I was wondering how long you need to wait after a burn until you see greater morel production. Is it not until a year after or could you go a couple weeks after a prescribed burn? I'm trying to decide on some hunting spots and was wondering if I should stick to areas that had burns last year or if it might be worth it to check out areas that have had burns recently.


----------



## Regionnaire

In my experience, it's two years before you see any substantial growth. I would stick to ones from previous years.


----------



## Mushie

Thanks for the info. I'll see if I can dig up the prescribed burn locations for 2019.


----------



## Regionnaire

No problem. Can't say that you wouldn't have success, but I've had better luck when growth (and shade) starts to occur. Were you looking at state parks? I've stopped and talked with DNR employees, and they are always able to point me in the direction of older burn sites.

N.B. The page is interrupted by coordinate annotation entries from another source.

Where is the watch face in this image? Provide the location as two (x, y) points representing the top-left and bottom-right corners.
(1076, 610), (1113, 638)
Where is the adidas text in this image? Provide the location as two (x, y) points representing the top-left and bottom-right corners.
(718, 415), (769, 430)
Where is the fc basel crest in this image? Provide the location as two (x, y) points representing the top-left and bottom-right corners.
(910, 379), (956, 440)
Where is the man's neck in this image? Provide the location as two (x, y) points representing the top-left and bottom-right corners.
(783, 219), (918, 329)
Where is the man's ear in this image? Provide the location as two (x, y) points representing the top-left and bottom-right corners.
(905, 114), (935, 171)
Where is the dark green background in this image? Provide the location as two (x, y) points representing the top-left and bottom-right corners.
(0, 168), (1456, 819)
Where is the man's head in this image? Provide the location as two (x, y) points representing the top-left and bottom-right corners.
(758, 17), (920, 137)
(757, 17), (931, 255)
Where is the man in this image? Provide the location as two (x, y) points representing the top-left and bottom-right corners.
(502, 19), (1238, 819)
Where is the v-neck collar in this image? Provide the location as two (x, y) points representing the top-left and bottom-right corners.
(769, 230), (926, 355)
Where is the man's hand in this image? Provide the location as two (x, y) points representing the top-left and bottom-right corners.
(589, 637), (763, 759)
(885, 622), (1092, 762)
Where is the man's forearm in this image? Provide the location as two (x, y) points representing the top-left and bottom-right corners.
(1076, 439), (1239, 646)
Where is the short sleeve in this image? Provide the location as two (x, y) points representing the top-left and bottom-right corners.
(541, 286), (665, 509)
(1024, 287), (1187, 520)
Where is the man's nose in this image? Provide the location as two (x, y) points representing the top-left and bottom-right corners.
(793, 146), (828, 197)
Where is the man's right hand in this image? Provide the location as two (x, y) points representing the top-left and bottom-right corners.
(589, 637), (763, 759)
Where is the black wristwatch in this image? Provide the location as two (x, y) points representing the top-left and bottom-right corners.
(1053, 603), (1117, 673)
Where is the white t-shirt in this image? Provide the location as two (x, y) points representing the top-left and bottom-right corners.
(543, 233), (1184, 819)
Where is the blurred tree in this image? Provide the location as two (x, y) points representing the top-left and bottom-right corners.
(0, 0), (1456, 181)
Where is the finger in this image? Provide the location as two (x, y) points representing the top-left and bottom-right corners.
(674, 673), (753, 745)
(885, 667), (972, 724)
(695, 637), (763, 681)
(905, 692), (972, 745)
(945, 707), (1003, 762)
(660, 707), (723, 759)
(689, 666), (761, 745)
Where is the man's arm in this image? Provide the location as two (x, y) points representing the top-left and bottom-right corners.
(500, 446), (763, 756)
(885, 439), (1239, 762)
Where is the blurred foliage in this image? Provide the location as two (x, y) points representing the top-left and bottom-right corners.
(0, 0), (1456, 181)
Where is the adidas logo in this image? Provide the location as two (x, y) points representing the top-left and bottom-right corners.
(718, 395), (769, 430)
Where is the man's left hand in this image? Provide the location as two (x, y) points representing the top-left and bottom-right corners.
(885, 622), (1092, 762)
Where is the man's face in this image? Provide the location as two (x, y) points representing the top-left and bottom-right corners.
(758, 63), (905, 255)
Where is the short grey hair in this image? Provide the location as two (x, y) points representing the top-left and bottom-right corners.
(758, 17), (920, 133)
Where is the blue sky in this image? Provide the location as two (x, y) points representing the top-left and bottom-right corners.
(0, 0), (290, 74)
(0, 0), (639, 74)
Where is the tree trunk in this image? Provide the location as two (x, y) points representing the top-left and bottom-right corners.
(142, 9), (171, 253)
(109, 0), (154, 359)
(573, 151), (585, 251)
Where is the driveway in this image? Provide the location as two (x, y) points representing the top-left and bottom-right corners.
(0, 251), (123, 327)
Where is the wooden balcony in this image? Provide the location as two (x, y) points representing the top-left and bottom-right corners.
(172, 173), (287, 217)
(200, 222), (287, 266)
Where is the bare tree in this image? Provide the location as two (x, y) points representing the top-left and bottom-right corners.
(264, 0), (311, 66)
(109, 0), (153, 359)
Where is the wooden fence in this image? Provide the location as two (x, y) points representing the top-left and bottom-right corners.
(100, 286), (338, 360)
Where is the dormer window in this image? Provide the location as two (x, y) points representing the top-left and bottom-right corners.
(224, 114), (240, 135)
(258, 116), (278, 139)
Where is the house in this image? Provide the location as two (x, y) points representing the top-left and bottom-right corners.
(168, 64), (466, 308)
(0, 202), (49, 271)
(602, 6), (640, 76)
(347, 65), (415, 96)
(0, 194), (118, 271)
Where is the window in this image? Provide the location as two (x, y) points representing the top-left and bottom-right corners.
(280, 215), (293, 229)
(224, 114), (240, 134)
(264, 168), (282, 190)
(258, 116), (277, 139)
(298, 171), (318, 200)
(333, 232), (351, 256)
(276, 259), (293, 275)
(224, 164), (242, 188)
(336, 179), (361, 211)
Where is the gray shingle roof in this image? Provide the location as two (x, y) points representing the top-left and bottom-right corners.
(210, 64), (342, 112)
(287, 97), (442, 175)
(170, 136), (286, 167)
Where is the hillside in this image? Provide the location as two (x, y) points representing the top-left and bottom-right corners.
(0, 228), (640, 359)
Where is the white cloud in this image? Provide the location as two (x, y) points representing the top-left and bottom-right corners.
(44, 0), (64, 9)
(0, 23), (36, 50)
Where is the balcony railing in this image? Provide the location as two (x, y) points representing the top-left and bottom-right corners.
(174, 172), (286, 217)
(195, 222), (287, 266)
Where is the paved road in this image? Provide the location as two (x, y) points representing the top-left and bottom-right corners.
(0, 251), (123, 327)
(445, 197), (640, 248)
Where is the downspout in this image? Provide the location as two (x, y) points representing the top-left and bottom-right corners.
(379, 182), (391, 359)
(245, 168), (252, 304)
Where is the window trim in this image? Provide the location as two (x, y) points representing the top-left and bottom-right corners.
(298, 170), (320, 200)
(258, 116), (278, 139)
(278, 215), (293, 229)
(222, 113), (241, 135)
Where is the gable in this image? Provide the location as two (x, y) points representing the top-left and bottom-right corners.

Michigan's DNR has good info on their burn sites too


----------



## Mushie

Yeah, I was thinking about checking out brown county and Hoosier national forest in a couple weeks. I'll give DNR a call and see if they can point me in the right direction.


----------



## Regionnaire

If you're headed to Brown County, I doubt you need to worry much about burn sites. It's all about timing in those woods.


----------



## Swampy16

Keep in mind, foraging in recently burned areas will likely ruin any clothing you have on. It will stain everything it touches and will not come out of some materials. Like another poster said, you want shade. Try checking the edges of a burn.


----------